When we drove the Huracan LP580-2 on a racing circuit in perfect conditions we concluded that it was not just the most affordable but also the performance pick of the range as well, and having lived with the RWD on public roads and in vile weather we have not changed our minds.
There is no doubt that the 580-2 can’t compete with its all-paw sibling for outright grip and lap times, but owners who live with the RWD day-to-day will be familiar with its tail-happy nature, and when the heavens open the 580-2 still has the same involving chassis and predictable behaviour just in a slightly slipperier context.
In the case of the 610-4, its limits of adhesion in the dry are so monumental that drivers may be less accustomed to its tractive limit when it rains.
Both versions are huge fun while reassuring and approachable but we feel, having sampled a variety of conditions, the rear-drive Huracan is the most fun to live with all year round. You’ll also save yourself the cost of an Audi A3 Cabriolet in the process.
If Lamborghini confirms a Spyder version of the Huracan LP580-2 then we might be looking at our favourite all-round sportscar on the market.

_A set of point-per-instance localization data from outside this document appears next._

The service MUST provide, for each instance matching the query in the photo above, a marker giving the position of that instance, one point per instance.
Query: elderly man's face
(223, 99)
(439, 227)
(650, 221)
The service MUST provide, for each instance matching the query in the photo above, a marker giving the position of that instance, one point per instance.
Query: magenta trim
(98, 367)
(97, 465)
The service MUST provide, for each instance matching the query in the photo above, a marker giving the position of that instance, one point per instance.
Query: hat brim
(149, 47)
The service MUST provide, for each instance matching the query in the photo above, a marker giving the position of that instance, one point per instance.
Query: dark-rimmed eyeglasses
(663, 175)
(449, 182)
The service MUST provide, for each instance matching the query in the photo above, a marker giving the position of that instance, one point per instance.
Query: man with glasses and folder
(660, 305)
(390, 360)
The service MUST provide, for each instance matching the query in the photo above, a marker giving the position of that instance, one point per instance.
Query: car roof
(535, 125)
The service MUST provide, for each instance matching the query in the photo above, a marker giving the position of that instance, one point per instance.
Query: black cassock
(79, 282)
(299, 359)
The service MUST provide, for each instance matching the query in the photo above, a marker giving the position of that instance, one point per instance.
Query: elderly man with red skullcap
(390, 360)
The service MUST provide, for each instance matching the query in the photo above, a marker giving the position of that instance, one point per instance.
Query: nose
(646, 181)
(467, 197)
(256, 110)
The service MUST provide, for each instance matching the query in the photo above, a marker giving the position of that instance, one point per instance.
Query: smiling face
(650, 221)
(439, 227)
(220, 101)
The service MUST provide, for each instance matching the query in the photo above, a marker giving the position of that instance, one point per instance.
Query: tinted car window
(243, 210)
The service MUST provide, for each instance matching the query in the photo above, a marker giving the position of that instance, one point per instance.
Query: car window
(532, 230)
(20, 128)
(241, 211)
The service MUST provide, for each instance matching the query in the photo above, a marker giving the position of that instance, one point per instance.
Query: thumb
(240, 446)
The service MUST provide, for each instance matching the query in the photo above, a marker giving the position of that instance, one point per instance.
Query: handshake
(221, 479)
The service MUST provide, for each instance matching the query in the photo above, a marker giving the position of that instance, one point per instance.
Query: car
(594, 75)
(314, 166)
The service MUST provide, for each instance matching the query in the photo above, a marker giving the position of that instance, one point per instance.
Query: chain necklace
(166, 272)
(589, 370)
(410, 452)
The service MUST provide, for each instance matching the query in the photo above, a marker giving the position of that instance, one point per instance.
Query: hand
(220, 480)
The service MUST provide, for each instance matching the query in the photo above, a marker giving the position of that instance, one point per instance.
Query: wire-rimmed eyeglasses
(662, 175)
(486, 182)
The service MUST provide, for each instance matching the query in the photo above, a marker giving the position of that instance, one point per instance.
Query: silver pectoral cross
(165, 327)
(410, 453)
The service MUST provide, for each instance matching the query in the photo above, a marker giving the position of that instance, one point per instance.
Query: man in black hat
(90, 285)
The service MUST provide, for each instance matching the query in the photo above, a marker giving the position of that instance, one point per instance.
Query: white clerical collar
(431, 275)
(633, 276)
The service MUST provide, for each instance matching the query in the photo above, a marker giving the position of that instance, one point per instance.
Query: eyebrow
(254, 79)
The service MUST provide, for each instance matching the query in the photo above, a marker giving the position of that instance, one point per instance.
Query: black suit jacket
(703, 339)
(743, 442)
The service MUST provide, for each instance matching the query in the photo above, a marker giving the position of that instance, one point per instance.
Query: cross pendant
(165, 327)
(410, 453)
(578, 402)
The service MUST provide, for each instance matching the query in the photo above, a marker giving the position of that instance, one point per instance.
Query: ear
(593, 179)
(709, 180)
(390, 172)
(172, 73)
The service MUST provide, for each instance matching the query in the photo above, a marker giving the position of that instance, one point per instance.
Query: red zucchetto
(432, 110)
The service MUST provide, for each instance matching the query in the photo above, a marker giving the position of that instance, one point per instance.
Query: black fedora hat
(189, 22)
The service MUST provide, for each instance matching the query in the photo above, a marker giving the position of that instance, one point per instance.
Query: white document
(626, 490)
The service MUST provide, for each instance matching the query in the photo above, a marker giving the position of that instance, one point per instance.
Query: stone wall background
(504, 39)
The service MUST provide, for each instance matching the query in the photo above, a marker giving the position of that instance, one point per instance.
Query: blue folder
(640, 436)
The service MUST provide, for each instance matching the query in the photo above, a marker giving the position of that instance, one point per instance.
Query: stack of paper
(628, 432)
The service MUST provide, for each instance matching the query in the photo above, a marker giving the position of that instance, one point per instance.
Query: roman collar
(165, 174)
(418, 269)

McLaren 540C from $325,000 before on-road costsThe iconic British car-builder’s 540C might be its entry-level car but it still has a 397kW turbo V8 and carbon-fibre construction to tempt sportscar lovers away from the Italian contemporaries. The 540C will crack 0-100km in 3.4s like the Lambo but potential customers in this segment are notoriously brand loyal so you have probably already made up your mind.
Porsche 911 Carrera S $252,500 before on-road costsPorsche steps into the rear-drive ring with the Carrera S which is a little down on power compared with the Huracan, but stepping up into the 397kW Turbo brings four-wheel drive. You do get a rear-mid-mounted flat-six with forced induction and quintessential Porsche build quality.
Ferrari 488 GTB from $469,988 before on-road costsYes, the Ferrari sort of compares with the Lamborghini with a mid-mounted engine, rear-drive and Italian styling but did we mention the price? Ouch.